10 juin 1856… Je suis convaincue que George sera très modéré dans sa politique et soutiendra le gouvernement toutes les fois qu’il le pourra. Les princes de la famille royale devraient se tenir, autant que possible, en dehors des partis ; sinon, je trouve qu’ils sont invariablement entraînés dans les luttes violentes, et deviennent souvent les instrumens de gens qui sont complètement indifférens au mal qu’ils font à la Couronne et à la famille royale.

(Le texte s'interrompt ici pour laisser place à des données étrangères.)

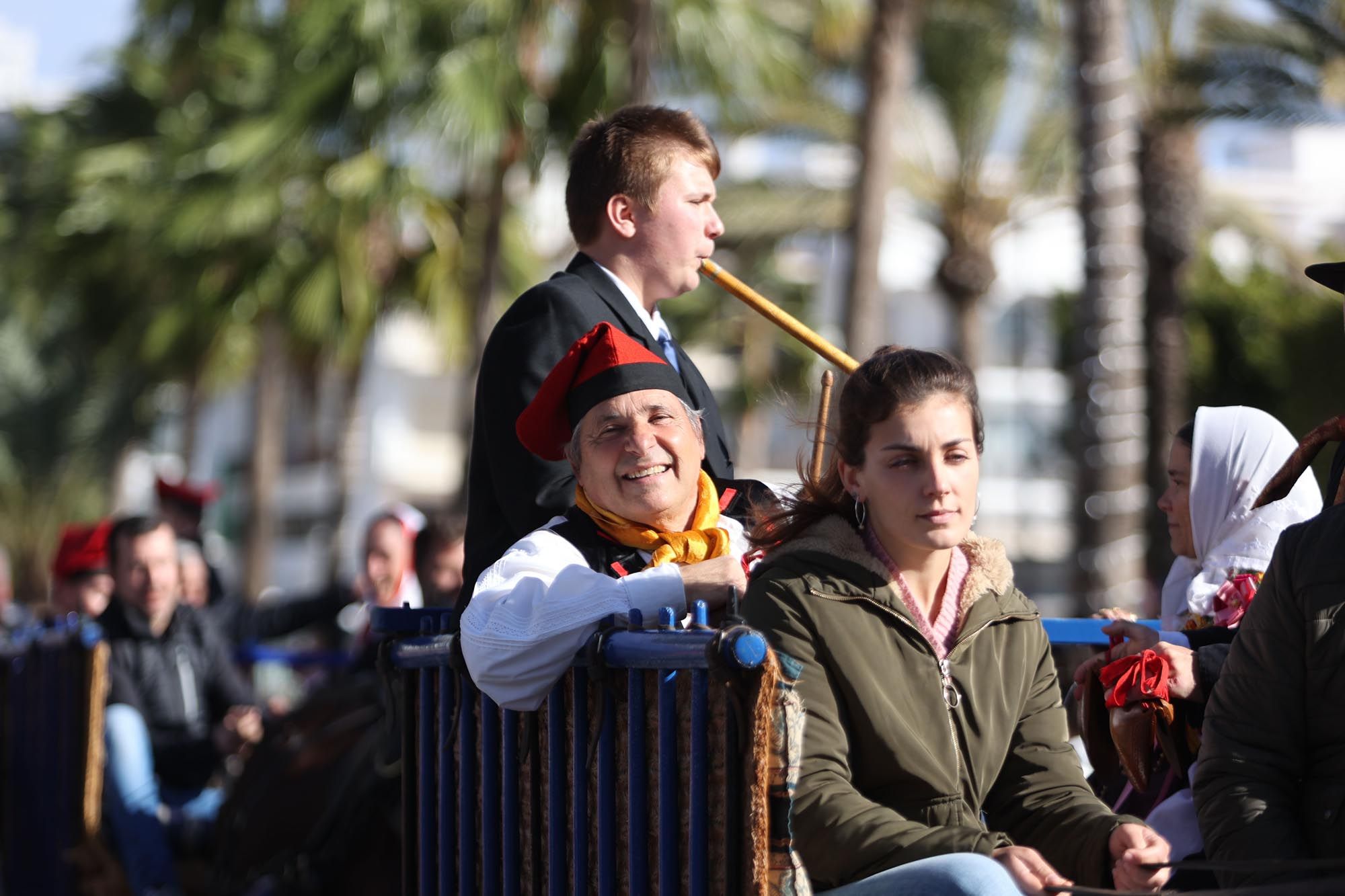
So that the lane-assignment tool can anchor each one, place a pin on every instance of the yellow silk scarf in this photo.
(703, 541)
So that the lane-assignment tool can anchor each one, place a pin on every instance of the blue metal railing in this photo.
(477, 794)
(45, 680)
(1083, 631)
(466, 760)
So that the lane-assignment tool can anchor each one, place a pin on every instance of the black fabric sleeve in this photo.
(1210, 663)
(1210, 635)
(225, 686)
(278, 618)
(528, 489)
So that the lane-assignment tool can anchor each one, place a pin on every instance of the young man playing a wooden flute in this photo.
(641, 206)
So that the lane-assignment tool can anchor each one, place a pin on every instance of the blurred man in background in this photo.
(177, 706)
(439, 560)
(81, 581)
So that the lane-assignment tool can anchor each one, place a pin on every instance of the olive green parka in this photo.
(903, 754)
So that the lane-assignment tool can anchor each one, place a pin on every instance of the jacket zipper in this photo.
(950, 694)
(188, 681)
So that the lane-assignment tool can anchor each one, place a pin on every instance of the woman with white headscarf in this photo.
(1218, 467)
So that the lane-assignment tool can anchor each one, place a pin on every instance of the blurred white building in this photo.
(403, 444)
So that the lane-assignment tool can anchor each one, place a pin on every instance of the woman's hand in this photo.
(1139, 638)
(1136, 845)
(1030, 869)
(1116, 612)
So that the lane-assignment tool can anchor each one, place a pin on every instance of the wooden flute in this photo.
(777, 315)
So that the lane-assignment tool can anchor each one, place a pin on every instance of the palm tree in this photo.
(1235, 68)
(1110, 377)
(968, 54)
(887, 79)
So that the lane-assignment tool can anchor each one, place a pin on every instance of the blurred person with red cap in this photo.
(641, 208)
(177, 705)
(81, 580)
(648, 528)
(182, 505)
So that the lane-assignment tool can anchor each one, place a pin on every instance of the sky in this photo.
(53, 48)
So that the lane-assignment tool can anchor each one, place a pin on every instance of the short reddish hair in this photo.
(630, 153)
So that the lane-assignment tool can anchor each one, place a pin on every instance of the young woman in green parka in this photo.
(935, 754)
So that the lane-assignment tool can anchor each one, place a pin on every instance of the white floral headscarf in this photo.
(1235, 454)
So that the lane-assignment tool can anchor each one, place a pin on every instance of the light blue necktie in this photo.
(669, 350)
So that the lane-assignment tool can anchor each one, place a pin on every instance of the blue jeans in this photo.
(135, 799)
(952, 874)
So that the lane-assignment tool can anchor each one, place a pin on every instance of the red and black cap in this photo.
(185, 493)
(83, 549)
(1331, 275)
(602, 364)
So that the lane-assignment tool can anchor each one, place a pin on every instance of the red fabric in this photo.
(185, 493)
(1139, 677)
(83, 549)
(1234, 598)
(545, 425)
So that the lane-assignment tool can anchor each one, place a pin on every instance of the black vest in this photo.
(740, 499)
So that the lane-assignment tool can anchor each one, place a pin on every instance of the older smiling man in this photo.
(649, 528)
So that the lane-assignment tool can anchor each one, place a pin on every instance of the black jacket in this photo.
(1272, 779)
(510, 491)
(243, 622)
(182, 684)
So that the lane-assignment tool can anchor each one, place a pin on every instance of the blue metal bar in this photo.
(1083, 631)
(670, 831)
(447, 772)
(467, 788)
(607, 798)
(556, 876)
(490, 795)
(700, 801)
(426, 782)
(579, 766)
(638, 775)
(513, 864)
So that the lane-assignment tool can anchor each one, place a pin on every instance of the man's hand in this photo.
(240, 729)
(1116, 612)
(1183, 681)
(1136, 845)
(709, 580)
(1030, 869)
(1139, 638)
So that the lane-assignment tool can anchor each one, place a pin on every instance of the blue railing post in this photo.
(670, 831)
(700, 805)
(638, 829)
(467, 783)
(492, 831)
(579, 771)
(558, 879)
(512, 866)
(426, 729)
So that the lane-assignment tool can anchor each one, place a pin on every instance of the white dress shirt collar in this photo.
(654, 323)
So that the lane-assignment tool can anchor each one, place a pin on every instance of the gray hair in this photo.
(696, 416)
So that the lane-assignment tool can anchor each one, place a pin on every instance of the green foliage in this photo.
(1268, 341)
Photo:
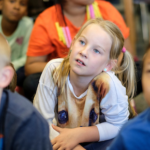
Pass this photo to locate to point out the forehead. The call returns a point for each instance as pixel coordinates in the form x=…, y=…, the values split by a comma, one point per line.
x=95, y=32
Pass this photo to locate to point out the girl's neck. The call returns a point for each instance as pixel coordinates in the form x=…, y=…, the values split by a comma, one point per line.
x=79, y=83
x=74, y=12
x=8, y=27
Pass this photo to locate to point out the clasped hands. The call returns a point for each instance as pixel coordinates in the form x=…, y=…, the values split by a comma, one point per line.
x=68, y=139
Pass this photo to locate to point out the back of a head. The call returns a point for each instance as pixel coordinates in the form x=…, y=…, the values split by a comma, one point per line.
x=4, y=52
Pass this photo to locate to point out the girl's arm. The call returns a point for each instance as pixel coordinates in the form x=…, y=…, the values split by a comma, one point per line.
x=46, y=96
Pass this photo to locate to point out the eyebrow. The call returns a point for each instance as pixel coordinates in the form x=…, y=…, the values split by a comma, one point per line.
x=96, y=45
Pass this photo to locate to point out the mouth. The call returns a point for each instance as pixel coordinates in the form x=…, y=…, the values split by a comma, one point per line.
x=80, y=62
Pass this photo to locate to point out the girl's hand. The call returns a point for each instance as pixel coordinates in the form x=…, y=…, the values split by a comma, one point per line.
x=67, y=140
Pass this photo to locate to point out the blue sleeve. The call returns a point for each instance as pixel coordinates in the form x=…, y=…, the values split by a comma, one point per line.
x=33, y=134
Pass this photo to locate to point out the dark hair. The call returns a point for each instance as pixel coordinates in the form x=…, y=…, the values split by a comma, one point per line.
x=145, y=55
x=61, y=2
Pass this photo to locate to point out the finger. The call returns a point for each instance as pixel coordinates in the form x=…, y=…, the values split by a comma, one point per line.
x=56, y=128
x=56, y=146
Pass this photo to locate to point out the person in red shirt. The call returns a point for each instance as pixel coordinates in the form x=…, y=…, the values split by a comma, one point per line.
x=54, y=30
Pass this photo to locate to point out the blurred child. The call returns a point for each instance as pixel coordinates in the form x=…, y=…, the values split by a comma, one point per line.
x=85, y=87
x=21, y=125
x=54, y=30
x=12, y=85
x=16, y=28
x=135, y=134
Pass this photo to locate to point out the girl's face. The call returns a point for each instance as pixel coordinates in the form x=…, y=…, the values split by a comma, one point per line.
x=146, y=78
x=90, y=52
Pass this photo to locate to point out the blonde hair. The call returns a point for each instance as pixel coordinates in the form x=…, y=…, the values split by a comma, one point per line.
x=125, y=72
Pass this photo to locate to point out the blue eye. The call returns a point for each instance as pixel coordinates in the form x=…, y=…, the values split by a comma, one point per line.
x=82, y=42
x=96, y=51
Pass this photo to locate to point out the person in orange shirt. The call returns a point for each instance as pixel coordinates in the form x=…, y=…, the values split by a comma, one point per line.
x=54, y=30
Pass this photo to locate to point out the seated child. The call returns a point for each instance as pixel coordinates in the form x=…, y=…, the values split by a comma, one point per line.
x=16, y=28
x=135, y=134
x=87, y=92
x=21, y=125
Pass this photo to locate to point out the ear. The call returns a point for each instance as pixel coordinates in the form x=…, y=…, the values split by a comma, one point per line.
x=72, y=43
x=111, y=64
x=6, y=75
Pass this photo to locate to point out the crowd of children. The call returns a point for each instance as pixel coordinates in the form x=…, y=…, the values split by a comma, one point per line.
x=83, y=93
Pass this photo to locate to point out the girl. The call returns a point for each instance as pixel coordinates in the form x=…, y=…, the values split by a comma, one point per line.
x=82, y=90
x=58, y=25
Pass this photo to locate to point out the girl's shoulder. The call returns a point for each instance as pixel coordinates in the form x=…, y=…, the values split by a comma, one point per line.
x=46, y=77
x=115, y=82
x=110, y=87
x=50, y=14
x=54, y=63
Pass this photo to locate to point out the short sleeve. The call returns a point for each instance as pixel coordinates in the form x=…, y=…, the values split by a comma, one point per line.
x=39, y=44
x=109, y=12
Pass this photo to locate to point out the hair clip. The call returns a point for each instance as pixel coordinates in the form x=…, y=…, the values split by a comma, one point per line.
x=123, y=49
x=105, y=69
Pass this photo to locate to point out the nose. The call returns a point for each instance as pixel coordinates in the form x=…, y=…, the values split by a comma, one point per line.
x=84, y=52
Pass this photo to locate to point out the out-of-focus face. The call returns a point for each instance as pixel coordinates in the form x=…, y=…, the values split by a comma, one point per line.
x=90, y=51
x=14, y=10
x=146, y=78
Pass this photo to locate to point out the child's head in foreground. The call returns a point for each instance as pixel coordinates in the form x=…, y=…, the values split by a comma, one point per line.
x=96, y=48
x=14, y=10
x=6, y=71
x=146, y=75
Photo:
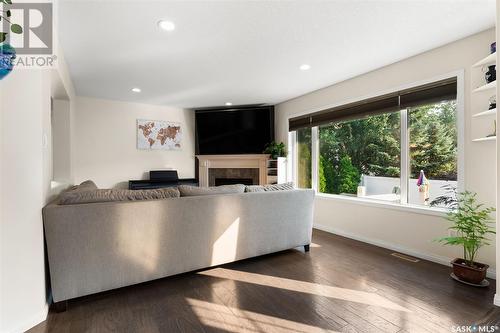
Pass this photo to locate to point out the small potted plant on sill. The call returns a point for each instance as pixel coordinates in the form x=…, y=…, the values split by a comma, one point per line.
x=275, y=150
x=471, y=223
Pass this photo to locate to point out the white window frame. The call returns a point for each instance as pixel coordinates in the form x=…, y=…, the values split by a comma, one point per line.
x=405, y=160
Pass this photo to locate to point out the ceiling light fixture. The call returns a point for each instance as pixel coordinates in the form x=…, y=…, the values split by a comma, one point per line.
x=305, y=67
x=166, y=25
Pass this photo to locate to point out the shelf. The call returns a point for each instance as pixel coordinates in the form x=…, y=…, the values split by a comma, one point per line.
x=489, y=138
x=485, y=113
x=491, y=59
x=485, y=87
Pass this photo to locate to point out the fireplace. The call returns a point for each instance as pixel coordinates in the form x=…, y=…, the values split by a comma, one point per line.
x=229, y=176
x=232, y=181
x=232, y=169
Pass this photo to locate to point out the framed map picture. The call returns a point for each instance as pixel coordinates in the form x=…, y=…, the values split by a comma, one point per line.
x=158, y=135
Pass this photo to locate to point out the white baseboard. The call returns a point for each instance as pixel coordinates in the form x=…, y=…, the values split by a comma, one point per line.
x=33, y=321
x=411, y=252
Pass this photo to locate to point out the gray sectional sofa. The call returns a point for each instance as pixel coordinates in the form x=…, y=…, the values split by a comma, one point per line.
x=93, y=247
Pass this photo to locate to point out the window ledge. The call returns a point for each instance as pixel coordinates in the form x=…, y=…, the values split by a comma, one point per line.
x=425, y=210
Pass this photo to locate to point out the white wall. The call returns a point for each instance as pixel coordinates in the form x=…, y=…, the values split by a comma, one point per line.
x=497, y=296
x=412, y=231
x=25, y=187
x=61, y=140
x=23, y=104
x=106, y=149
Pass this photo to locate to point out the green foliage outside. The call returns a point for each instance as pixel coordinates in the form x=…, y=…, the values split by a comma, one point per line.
x=304, y=158
x=433, y=141
x=371, y=146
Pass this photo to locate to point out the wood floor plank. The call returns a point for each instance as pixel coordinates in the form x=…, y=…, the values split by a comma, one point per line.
x=332, y=288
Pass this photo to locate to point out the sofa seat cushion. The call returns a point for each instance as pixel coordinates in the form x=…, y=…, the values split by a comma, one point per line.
x=107, y=195
x=190, y=191
x=87, y=185
x=267, y=188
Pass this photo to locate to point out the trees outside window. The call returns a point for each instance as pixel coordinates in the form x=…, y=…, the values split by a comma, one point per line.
x=362, y=157
x=304, y=152
x=353, y=149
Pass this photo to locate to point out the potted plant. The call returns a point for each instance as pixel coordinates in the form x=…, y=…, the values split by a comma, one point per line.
x=275, y=150
x=471, y=222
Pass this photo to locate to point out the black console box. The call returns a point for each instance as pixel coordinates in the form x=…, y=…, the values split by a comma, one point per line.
x=159, y=179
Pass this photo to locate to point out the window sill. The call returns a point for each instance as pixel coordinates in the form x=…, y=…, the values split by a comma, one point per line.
x=433, y=211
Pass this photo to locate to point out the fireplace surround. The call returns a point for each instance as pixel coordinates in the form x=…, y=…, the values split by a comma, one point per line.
x=233, y=167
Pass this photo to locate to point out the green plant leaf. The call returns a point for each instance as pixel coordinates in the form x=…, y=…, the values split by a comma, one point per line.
x=16, y=28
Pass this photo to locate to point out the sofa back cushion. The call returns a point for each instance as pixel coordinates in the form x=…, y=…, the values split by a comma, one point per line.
x=190, y=191
x=107, y=195
x=267, y=188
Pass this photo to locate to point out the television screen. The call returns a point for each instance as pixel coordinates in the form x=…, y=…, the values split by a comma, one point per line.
x=234, y=130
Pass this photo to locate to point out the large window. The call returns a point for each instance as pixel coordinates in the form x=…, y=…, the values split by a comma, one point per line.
x=304, y=165
x=361, y=157
x=433, y=151
x=407, y=154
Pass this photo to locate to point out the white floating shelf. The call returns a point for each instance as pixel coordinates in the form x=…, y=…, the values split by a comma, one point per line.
x=491, y=59
x=489, y=138
x=488, y=86
x=486, y=113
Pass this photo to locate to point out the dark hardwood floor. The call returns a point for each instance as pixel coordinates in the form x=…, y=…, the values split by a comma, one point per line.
x=341, y=285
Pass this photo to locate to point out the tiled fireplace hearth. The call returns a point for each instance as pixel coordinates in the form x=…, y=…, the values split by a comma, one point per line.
x=231, y=169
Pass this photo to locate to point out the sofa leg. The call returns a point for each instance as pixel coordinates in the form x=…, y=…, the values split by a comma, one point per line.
x=61, y=306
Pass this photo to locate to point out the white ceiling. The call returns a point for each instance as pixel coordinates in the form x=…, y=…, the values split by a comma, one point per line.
x=249, y=52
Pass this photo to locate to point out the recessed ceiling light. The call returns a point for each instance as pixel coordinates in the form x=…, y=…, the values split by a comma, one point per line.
x=166, y=25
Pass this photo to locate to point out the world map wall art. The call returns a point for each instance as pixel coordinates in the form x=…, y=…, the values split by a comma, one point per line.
x=158, y=135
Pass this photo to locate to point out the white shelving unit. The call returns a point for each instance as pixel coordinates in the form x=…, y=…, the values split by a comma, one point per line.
x=276, y=171
x=489, y=138
x=485, y=87
x=491, y=112
x=489, y=60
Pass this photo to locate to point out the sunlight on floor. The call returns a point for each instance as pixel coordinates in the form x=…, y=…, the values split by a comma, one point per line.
x=236, y=320
x=305, y=287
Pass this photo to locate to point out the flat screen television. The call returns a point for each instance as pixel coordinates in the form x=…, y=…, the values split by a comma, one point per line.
x=236, y=130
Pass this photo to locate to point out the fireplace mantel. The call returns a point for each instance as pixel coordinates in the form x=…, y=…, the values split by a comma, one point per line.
x=257, y=161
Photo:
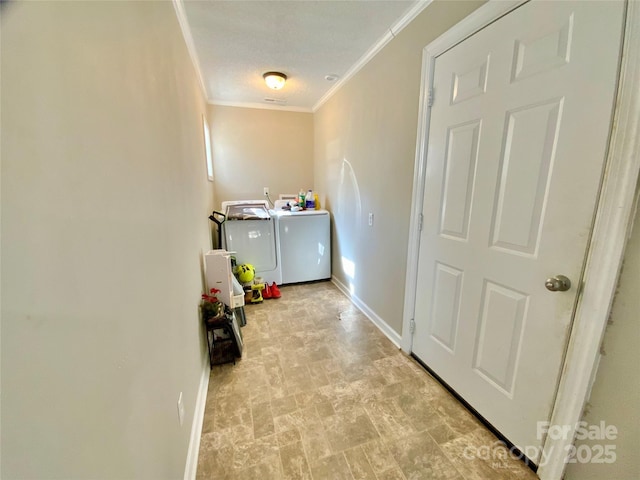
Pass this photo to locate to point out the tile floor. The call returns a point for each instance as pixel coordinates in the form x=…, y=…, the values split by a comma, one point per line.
x=322, y=394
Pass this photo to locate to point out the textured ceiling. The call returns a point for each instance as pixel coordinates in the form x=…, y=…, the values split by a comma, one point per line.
x=236, y=41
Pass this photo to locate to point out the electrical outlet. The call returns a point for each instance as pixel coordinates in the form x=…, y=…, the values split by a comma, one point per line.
x=180, y=409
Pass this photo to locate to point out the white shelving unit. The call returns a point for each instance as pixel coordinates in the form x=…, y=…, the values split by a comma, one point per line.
x=219, y=275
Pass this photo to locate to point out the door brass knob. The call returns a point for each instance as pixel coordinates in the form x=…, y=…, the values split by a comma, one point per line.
x=558, y=283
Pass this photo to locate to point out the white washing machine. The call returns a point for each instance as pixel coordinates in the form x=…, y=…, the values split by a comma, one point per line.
x=305, y=245
x=251, y=235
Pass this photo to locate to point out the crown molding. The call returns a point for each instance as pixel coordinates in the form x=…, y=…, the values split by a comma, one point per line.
x=260, y=106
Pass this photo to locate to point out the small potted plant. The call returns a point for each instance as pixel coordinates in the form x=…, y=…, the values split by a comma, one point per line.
x=212, y=309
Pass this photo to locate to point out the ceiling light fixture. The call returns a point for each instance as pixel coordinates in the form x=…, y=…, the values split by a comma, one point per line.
x=275, y=80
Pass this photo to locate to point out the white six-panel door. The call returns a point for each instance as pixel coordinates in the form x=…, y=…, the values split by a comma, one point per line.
x=518, y=135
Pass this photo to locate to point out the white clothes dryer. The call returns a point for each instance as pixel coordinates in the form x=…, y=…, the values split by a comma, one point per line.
x=250, y=234
x=304, y=239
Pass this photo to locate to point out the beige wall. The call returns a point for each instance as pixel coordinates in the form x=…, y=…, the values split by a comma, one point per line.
x=615, y=398
x=365, y=139
x=253, y=149
x=104, y=217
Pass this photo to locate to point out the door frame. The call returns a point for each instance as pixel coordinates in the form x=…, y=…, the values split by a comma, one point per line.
x=612, y=224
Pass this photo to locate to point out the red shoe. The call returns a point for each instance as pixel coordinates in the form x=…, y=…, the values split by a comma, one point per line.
x=266, y=292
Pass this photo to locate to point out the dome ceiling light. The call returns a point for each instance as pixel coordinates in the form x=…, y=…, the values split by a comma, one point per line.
x=274, y=80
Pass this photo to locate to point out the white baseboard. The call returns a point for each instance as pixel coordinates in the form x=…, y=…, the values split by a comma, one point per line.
x=384, y=327
x=191, y=466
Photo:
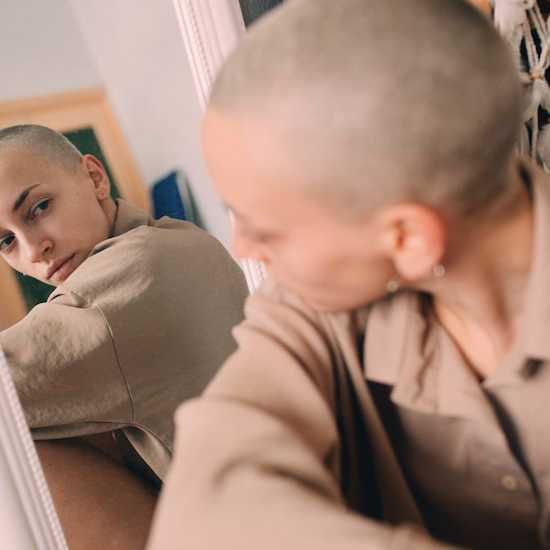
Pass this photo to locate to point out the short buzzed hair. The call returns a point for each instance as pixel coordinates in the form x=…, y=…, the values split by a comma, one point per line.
x=382, y=100
x=42, y=141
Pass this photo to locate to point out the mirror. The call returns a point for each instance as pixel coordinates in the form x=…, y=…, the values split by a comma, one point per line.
x=115, y=80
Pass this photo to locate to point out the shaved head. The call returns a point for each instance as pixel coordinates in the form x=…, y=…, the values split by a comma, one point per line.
x=378, y=101
x=41, y=141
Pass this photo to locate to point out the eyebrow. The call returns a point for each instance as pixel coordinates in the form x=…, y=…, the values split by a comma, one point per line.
x=23, y=196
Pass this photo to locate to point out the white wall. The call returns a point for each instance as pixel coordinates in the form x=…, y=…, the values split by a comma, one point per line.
x=140, y=55
x=42, y=50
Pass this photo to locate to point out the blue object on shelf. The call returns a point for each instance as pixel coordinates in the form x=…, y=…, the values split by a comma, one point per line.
x=172, y=197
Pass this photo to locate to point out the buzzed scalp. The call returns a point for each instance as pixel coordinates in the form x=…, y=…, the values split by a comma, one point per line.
x=382, y=100
x=42, y=141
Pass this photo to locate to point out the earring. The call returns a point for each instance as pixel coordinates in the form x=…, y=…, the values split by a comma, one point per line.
x=392, y=285
x=438, y=271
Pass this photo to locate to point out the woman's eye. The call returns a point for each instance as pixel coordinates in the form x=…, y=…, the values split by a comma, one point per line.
x=39, y=208
x=6, y=243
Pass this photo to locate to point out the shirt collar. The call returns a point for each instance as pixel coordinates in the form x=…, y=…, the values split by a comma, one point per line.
x=407, y=349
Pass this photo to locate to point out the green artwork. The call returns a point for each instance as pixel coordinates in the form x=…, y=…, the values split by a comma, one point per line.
x=84, y=139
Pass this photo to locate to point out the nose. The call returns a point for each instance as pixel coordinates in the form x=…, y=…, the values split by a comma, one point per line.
x=38, y=250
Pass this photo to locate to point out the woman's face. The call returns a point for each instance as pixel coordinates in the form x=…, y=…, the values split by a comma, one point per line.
x=50, y=219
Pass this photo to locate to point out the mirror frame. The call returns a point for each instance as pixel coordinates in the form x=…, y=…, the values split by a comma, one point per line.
x=210, y=29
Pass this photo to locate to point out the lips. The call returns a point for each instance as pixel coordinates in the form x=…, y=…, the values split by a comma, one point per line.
x=61, y=269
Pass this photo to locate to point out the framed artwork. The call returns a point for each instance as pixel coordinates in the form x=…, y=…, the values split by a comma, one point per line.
x=86, y=119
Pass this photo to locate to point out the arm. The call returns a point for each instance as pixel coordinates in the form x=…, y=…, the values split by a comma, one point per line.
x=99, y=502
x=254, y=461
x=65, y=369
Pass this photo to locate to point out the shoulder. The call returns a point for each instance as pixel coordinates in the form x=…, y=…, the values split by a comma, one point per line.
x=164, y=253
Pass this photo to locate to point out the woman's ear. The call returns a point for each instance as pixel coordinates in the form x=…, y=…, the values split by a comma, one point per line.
x=419, y=240
x=98, y=176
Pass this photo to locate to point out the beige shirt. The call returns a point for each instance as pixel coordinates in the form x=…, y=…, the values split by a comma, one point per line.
x=290, y=447
x=141, y=325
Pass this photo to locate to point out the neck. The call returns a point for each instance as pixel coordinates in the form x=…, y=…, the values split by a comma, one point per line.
x=481, y=299
x=110, y=208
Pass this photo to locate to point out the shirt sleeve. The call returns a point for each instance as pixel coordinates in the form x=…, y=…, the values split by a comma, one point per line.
x=253, y=465
x=64, y=365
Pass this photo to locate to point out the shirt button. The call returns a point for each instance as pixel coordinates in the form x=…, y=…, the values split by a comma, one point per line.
x=509, y=482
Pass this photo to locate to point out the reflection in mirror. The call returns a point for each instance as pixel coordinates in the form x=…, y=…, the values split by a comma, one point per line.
x=138, y=312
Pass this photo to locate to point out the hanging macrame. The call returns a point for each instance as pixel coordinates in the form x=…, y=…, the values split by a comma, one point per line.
x=524, y=25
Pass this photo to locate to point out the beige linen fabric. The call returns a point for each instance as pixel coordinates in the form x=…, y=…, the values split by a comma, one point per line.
x=141, y=325
x=290, y=447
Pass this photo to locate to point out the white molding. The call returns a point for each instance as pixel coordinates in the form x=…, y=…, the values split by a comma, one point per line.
x=210, y=30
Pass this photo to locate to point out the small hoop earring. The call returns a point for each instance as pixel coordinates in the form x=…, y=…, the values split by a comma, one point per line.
x=392, y=285
x=439, y=271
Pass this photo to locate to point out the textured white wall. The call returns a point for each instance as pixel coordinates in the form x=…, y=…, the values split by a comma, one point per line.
x=42, y=50
x=140, y=55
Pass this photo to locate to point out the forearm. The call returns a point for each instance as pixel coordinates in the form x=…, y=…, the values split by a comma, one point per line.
x=99, y=502
x=258, y=486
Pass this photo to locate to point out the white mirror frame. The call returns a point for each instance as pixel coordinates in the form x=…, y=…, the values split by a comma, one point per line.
x=210, y=30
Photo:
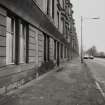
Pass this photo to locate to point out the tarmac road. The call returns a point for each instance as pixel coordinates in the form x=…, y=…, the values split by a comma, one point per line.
x=97, y=67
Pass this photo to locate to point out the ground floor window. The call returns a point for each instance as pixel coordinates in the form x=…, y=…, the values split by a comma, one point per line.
x=16, y=38
x=55, y=49
x=10, y=40
x=61, y=50
x=22, y=43
x=46, y=48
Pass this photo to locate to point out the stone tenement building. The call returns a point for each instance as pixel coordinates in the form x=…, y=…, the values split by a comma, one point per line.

Le duc de Cambridge de répondre « qu’il a constaté le grand avantage qu’il y avait à soutenir le gouvernement : » « j’ai ainsi, ajoute-t-il, toujours été bien avec tous les partis et évité de nombreuses difficultés. » Son fils le prince George promet, par le même courrier, « de ne se laisser accaparer » par aucun groupe. « Toutes les fois que les membres de la famille royale peuvent le faire consciencieusement, ils ont le devoir de soutenir le gouvernement de la Reine, » et si cela leur est moralement impossible, « en tout cas, il n’est pas à désirer qu’ils se mettent au premier rang de l’opposition. » Et Victoria d’écrire à son cousin pour le féliciter « de partager son opinion sur l’attitude politique » que doivent prendre tous ceux qui touchent de près ou de loin à la Couronne. Entre les deux rangées de sièges en cuir rouge, en face du Président, le lord Chancelier, se trouve un sofa carré. C’est là que se groupent les pairs, en rupture de ban, les fonctionnaires qui ne sont inféodés à aucun parti, les princes de sang royal. La reine Victoria s’est toujours vue, par la pensée, assise au milieu de ces arbitres impartiaux des, luttes parlementaires, indifférens aux questions de personnes et aux intérêts de clocher, guidés par le seul souci de suivre les oscillations de l’opinion publique et de servir les destinées du peuple anglais. Elle note les rumeurs. Elle écoute les discours. Elle assiste aux scrutins, mais sans se laisser gagner par la fièvre ambiante. Elle ne se mêle aux luttes des partis, que pour mieux connaître la volonté du pays.

La reine Victoria, guidée par le Prince Consort, aurait pu profiter de la désorganisation des tories, au lendemain de la bataille libre-échangiste[1], pour essayer de peser sur le

  1. Voyez, par exemple, le mémorandum du 6 juillet 1846, dans la Correspondance inédite, trad. française, t. II, p. 124.